Ptushko (1900-1973) made films that were rich in special effects -- some dazzling and colorful, others scary and ghoulish. His stories came from fairy tales, but unlike filmmakers who used folk tales to subtly criticize the Soviet system, Ptushko's films were straightforward: good was good, and evil was evil.

While Russians are familiar with Ptushko, Americans have had little access to his films. But last spring, the American Cinematheque in Los Angeles held a retrospective, and the Walter Reade Theater at Lincoln Center is presenting a five-film retrospective, ''Fantastika! The Films of Alexandr Ptushko,'' which runs until Tuesday.
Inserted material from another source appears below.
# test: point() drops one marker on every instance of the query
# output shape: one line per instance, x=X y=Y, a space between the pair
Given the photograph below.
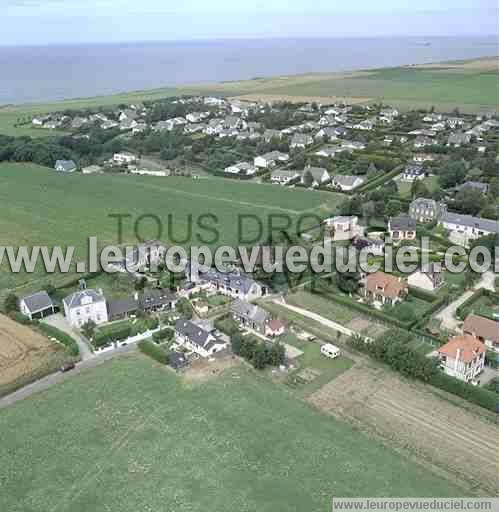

The earliest film in the series, ''The New Gulliver'' (1935), was one of the first full-length animated features using puppets. Updating Jonathan Swift's satirical ''Gulliver's Travels'' to fit a Soviet context, Lilliput is a world where a silly and ineffectual king presides over a decadent bourgeois society while workers toil underground. One day Petya, an earnest young giant, arrives from another world to organize the workers toward a more glorious future. The parallels with the Russian Revolution are clear, but the film is witty, playful and imaginative enough to save it from being pure propaganda.

Ptushko's tales were not restricted to Soviet ideals; he frequently turned to the pre-Soviet legends and fairy tales that helped define Russians as a people. Shortly after World War II he directed ''The Stone Flower'' (1946), set in the Ural Mountains. An apprentice stone carver with an artist's tormented soul is lured away to a dazzling and colorful world by a mystical queen. In the end, however, the riches of the land, the value of hard work and the simple life prevail.

In ''Sadko'' (1953), the title character, from the city of Novgorod, journeys to exotic, faraway lands seeking the Blue Bird of Happiness. Eventually, he discovers that there's no place like home.